Justification & Alignment
When a block of text is justified the text is spread out to be flush with both the left and right margins. Alignment options are flush right (= ragged left), flush left (= ragged right), and centred. Ragged alignment refers to text that is not justified, with white space of varying length at the end of a line. Justified blocks of text can give you nice clean columns of copy but you will get nasty ‘rivers’ of white space running though the copy. And, depending on the amount of words per line, the spaces can vary dramatically. You also need to correct bad rags, avoiding shapes appearing in the end of the lines (like pyramids, steps, wedges, angles and overly short or long lines) by tidying up the lines with soft returns/line breaks.

Justification & Alignment

Widows & Orphans
A widow is when a paragraph-ending line falls at the beginning of the following page/column, thus separated from the remainder of the text. In the example below you can see this at the top of the second column.

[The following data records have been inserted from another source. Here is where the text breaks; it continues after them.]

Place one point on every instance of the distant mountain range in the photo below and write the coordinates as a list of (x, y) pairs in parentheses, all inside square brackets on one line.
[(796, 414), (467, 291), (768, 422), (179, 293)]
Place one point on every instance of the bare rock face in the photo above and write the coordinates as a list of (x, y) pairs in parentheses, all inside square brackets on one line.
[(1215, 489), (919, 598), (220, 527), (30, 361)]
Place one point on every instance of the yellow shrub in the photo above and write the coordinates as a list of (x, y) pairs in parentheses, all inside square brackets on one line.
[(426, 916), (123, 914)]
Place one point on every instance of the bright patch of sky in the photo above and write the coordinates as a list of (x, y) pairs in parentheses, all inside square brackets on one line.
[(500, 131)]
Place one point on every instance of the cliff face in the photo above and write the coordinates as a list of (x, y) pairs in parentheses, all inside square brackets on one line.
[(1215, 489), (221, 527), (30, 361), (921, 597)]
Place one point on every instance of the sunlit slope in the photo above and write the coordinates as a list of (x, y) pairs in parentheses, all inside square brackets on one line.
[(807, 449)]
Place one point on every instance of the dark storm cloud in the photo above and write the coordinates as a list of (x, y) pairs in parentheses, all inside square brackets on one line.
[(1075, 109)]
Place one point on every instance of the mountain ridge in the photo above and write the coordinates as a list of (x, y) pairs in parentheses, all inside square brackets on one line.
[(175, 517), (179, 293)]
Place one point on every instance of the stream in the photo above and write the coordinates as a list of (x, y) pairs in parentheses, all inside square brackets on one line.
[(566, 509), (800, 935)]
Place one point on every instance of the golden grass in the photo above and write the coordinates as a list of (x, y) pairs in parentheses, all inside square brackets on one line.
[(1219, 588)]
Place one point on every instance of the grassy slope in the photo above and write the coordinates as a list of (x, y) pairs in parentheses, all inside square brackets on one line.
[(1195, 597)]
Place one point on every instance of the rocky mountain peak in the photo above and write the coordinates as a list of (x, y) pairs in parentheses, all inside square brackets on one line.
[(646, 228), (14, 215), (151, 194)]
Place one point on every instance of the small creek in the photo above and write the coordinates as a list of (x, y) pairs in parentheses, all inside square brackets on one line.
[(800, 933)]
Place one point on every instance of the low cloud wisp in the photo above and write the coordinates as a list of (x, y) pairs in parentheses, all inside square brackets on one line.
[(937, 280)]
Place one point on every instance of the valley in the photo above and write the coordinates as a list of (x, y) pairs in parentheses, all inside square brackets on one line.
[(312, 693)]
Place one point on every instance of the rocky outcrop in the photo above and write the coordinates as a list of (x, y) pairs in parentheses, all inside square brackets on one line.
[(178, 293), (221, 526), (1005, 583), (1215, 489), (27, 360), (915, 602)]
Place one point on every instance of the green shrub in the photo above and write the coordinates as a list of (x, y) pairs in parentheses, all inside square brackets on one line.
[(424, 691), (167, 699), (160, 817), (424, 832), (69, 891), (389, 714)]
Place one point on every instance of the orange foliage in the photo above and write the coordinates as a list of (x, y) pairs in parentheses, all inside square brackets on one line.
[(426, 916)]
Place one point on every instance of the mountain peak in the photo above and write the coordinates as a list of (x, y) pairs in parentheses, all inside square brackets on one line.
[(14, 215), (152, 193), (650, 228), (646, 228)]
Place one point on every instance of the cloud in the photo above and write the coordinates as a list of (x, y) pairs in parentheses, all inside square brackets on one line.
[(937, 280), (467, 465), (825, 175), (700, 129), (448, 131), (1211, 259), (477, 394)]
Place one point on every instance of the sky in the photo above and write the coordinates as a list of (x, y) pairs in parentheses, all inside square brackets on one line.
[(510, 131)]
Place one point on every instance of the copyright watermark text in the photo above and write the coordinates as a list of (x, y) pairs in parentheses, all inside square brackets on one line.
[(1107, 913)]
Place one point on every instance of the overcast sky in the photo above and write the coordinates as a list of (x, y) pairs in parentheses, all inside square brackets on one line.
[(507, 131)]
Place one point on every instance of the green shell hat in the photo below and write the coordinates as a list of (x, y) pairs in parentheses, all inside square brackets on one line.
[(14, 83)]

An orphan can be either a paragraph-opening line that appears by itself at the bottom of a page/column, or a word, part-word or very short line that appears by itself at the end of a paragraph. In the example below you can see this at the bottom of the second paragraph and at the bottom of the second column.

Widow & Orphans

Double spaces
This is a throwback to typewriters and a practice with which some people still persist; it is when you have two spaces between sentences. This is a big no-no, only one space should be used.

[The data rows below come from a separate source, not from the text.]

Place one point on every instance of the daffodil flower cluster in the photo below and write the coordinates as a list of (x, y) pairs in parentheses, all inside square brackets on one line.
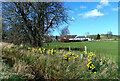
[(68, 55), (51, 52), (93, 63), (42, 51)]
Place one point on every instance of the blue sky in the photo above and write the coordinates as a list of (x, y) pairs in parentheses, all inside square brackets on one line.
[(93, 17)]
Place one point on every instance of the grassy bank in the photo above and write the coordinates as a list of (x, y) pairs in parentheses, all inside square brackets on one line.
[(54, 66), (101, 48)]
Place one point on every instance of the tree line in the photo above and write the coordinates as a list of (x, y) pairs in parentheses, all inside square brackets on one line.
[(31, 21)]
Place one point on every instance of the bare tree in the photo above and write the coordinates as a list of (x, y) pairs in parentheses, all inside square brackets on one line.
[(109, 34), (65, 31), (33, 19)]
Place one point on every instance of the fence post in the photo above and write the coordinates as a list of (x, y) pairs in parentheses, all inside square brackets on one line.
[(85, 49), (69, 48)]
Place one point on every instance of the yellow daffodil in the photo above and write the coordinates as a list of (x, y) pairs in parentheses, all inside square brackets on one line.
[(29, 48), (33, 50), (39, 49), (77, 55), (54, 50)]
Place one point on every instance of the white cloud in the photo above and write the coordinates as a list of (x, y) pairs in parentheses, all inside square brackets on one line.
[(73, 19), (104, 2), (99, 6), (80, 14), (83, 7), (71, 11), (115, 9), (93, 13)]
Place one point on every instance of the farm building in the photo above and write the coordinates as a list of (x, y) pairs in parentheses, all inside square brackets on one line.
[(76, 38), (82, 38)]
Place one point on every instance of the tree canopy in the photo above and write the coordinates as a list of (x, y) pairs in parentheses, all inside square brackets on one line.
[(32, 20)]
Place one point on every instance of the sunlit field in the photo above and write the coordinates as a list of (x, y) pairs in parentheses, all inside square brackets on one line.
[(53, 62)]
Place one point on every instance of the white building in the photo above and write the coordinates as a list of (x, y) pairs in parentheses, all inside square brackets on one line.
[(82, 38)]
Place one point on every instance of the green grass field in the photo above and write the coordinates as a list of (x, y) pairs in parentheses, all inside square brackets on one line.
[(33, 63), (102, 48)]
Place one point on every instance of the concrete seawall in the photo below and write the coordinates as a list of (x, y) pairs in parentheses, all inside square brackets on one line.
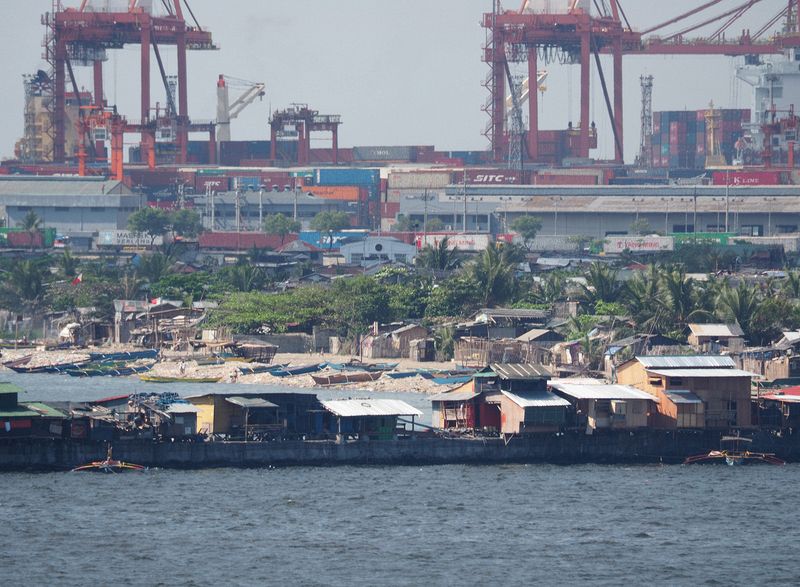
[(612, 447)]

Dumb & Smart quotes/apostrophe
English curved quotes, also called “book quotes” or “curly quotes”, resemble small figures six and nine raised above the baseline (like 66…99), but then solid, i.e. with the counters filled. In many typefaces, the shapes are the same as those of an inverted (upside down) and normal comma. However, the ASCII character set, which has been used on a wide variety of computers since the 1960s, only made three quotation marks available: “, ‘, and the dubious backquote ` (also referred to as backtick or letterless grave accent). Smart quotes/apostrophes are preferred in formal writing and printed typography.

Dumb & Smart quotes
Dumb & Smart quotes

En dash
The en dash, n dash, or n-rule is used in ranges such as 6–10 years – read as “six to ten years”, and not a hyphen “6-10 years”. The en dash is wider than the hyphen but not as wide as the em dash. An em width is the point size of the currently used font, since the M character is not always the width of the point size.
En dash

Em dash
The em dash (—) or m dash, m-rule, etc, often demarcates a parenthetical thought or some similar interpolation.

Em dash

Paragraph indents
There are two ways to separate paragraphs, either by simply having an empty line between them or using paragraph indents. The first paragraph is never indented; subsequent paragraphs should be by one em, not the ½ inch that most software has set up as the default tabs settings.

Paragraph indents

Hanging punctuation
Hanging punctuation is where you typeset punctuation marks and bullet points, most commonly quotation marks and hyphens, so that they do not disrupt the “flow” of a body of text or “break” the margin of alignment. The name derives from the punctuation appearing to “hang” in the margin of the text, and it is not incorporated into the block or column of text. Because punctuation has less visual weight than letters or numbers you compensate for this by hanging the punctuation into the margin – it is commonly used when text is fully justified. See example below comparing non-hanging and hanging punctuation.

Hanging punctuation

Baseline
Whenever possible it is always better to have your text align to the baseline of the document. The baseline would generally be the same as the leading. By using baseline as you look across a series of columns all the lines line up with one another. Baselines of all columns of text on a page should align as this creates a pleasing margin of pure white space.